Howden Re’s key themes of earnings in 2024:
- Reserving volatility
- Widening loss-gaps
- Importance of disciplined underwriting as pricing stabilizes
- Capital recovery driven by earnings and investment gains as strong ILS issuance
At 1.1.25, renewal volumes increased but were still lower than previous 1.1.24 renewals with the nature changing as well.
“It is now clear that pricing is no longer that tail wind that it was, carriers are achieving growth through increased exposure, although exposure remains low compared to long term averages,” To said.
This trend varies significantly by line of business, for example, it is evident that premium growth now outstrips pricing in liability lines.
During the year, insurer and reinsurer calls were filled with observations around higher catastrophe loss expectations around severe connective storms, wildfires, and so-called secondary perils which increasingly look like primary perils. These secondary perils have been driving the catastrophe loss experience over the past 5 years. In fact, they’ve contributed over100bn in losses for the past five years in a row.
“The 2024 underwriting performance outstrips the average of 2019-2023,” said Flandro. “In general, for everybody, combined ratios improved by about 3.6 percentage points.”
The data shows that tactical, intelligent reinsurance buying remains key to performance and this is true across a range of carriers.
Looking ahead through 2025, Flandro warns that the California wildfire losses will exacerbate secondary peril losses.
“The loss-gap has been a massive topic of conversation over the last six months, especially with the LA wildfires,” said Flandro. “This could end up being a 60-90bn loss gap for the LA wildfires alone.

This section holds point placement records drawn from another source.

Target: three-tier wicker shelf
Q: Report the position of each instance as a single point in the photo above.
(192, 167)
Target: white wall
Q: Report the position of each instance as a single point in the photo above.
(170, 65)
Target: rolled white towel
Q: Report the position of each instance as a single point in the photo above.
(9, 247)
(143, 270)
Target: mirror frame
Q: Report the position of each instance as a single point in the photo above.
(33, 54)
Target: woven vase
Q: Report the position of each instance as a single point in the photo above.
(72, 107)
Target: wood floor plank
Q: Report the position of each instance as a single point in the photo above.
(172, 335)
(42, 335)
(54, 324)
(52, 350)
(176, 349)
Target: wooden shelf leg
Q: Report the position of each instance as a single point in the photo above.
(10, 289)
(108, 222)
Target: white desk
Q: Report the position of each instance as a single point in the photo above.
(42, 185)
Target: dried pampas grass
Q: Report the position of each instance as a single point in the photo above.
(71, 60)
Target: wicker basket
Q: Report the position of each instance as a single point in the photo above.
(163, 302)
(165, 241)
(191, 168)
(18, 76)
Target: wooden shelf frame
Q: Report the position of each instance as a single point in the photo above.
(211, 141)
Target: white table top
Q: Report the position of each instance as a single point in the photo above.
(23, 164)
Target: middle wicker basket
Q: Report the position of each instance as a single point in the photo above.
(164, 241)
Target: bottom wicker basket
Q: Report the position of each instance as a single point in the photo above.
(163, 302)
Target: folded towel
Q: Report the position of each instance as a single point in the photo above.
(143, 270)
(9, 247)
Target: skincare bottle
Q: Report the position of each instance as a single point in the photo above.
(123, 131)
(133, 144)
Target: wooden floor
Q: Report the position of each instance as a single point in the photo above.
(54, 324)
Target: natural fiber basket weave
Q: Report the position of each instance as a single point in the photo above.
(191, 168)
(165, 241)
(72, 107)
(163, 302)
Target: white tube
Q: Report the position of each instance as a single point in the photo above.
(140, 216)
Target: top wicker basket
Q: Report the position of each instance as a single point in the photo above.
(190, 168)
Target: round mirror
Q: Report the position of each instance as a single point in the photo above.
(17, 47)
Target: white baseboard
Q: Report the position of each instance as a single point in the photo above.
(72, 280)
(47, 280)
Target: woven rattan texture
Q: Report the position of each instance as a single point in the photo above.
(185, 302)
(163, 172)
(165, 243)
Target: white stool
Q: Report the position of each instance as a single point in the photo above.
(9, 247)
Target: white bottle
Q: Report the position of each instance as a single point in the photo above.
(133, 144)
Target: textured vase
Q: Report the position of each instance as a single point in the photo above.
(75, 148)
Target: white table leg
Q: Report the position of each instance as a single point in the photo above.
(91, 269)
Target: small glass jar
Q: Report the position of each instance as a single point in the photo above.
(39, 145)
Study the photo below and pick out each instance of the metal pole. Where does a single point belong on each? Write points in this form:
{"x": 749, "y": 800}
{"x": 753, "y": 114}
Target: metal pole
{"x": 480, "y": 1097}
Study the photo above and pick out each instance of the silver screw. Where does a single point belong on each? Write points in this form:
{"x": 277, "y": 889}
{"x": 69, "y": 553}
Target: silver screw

It’s an increasing trend worldwide where policyholders and cedents have difficulty obtaining coverage.”
However, the big elephant in the room is reserve development, particularly liability reserves. Flandro, To, and the team have broken down “good vs ugly” in the report, highlighting reserve development. Liability reserves are developing deficiently while workers comp, short-tail, specialty and more balance it out. The question now is how long it will continue.
In total, To explains that the impact on carrier book values is positive.
“Underwriting results and investment returns are significant in 2024, leading to capital growth even after strong dividend growth and share buy-backs,” said To. “This newly robust position is helping to facilitate greater capacity levels on programs. “
Since 2022, Flandro and To said they’ve seen the greatest value of economic creation since 2007, leading to a great time to be underwriting. While the trend is beginning to shift a little, it’s still very positive for almost all classes of business in long-term historical terms.
“Top-line growth must come through exposure, not just price,” said Flandro. “It requires innovation, it’s an underwriters' market but there’s still plenty of economic value to be created.”